Type 2 Diabetes Case Study Newly Diagnosed Type

VOL. 17 NO. 4 1999


Case Study: A 55-Year-Old Man With Obesity, Hypertriglyceridemia, and Newly Diagnosed Type 2 Diabetes Who Collapsed and Died

Deborah Thomas-Dobersen, RD, MS, CDE, and Michael J. Dobersen, MD, PhD

A 55-year-old Caucasian man presented with polyuria, polydipsia, and "feeling dry" during the past 2 months. His medical history was remarkable for a 3-year history of poorly controlled hypertriglyceridemia. His initial fasting serum cholesterol was 299 mg/dl, triglycerides were 928 mg/dl, and high-density lipoprotein (HDL) cholesterol was 30 mg/dl before treatment.

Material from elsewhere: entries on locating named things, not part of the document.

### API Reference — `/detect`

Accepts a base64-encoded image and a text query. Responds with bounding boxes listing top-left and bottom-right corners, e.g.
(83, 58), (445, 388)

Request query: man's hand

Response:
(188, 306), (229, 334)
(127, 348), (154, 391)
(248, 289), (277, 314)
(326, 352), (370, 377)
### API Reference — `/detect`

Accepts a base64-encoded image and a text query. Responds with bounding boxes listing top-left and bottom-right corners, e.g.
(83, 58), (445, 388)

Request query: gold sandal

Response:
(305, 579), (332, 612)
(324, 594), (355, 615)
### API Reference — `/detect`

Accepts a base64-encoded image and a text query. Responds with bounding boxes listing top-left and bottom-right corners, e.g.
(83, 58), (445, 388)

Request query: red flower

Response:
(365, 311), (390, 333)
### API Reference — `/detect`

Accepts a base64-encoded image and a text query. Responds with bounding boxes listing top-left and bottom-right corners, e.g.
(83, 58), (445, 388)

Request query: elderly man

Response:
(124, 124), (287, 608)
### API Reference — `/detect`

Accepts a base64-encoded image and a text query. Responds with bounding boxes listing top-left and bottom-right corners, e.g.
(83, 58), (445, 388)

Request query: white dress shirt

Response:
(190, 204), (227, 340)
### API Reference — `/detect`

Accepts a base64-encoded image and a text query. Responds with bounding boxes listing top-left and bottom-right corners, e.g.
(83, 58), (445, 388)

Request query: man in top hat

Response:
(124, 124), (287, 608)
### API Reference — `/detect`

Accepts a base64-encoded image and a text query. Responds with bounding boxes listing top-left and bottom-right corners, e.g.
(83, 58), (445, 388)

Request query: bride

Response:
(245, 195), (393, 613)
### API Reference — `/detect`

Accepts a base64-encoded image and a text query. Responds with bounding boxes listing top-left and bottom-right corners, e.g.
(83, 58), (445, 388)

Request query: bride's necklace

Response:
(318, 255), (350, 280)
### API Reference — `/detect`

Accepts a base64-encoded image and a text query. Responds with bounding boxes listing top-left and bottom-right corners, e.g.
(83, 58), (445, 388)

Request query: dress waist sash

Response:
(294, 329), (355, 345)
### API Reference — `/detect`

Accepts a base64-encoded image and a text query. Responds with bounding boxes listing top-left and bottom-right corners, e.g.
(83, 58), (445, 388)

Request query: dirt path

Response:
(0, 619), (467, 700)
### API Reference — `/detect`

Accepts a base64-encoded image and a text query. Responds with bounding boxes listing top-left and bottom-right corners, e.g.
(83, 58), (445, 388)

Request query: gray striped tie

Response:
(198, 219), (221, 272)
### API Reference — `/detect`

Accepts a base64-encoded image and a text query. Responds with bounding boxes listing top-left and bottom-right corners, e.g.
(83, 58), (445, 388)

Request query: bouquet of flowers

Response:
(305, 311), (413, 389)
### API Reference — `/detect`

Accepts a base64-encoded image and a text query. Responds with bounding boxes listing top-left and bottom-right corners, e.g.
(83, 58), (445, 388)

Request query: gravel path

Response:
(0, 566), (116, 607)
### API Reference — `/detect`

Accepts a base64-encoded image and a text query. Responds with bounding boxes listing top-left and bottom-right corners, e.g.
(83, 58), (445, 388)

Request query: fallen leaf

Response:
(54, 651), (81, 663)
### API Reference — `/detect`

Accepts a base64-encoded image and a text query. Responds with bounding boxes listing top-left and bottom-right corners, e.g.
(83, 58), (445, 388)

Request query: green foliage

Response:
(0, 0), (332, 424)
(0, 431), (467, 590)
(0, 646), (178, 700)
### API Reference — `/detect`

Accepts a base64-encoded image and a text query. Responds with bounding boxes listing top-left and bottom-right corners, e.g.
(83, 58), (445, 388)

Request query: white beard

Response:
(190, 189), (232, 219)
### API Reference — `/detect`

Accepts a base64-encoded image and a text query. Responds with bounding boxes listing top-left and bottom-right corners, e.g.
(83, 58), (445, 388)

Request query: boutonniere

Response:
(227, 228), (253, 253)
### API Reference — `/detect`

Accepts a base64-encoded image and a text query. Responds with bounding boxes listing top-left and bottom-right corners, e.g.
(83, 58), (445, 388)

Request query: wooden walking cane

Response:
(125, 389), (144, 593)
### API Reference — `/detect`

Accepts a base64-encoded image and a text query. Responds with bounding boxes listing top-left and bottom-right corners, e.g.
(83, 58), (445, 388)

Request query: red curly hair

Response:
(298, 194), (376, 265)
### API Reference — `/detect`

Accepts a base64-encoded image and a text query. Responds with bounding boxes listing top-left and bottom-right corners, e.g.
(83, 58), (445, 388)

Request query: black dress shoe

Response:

He was treated with gemfibrozil (Lopid) 600 mg twice daily and told to watch his diet and exercise. No referral was made to a registered dietitian.

Two years later, a fasting triglyceride level of 570 mg/dl prompted further increase of gemfibrozil to 600 mg three times daily (this exceeds usual recommended dosing). The patient took no other medications and denied drinking alcohol and smoking.

Physical examination revealed a height of 5'11", weight of 240 lb (body mass index [BMI] of 34.4 kg/m2), blood pressure of 150/88 mm Hg, and pulse of 80/min. There was no abdominal tenderness or organomegally. Laboratory evaluation showed a serum glucose of 397 mg/dl. Urinalysis revealed 3+ glucose and negative ketones.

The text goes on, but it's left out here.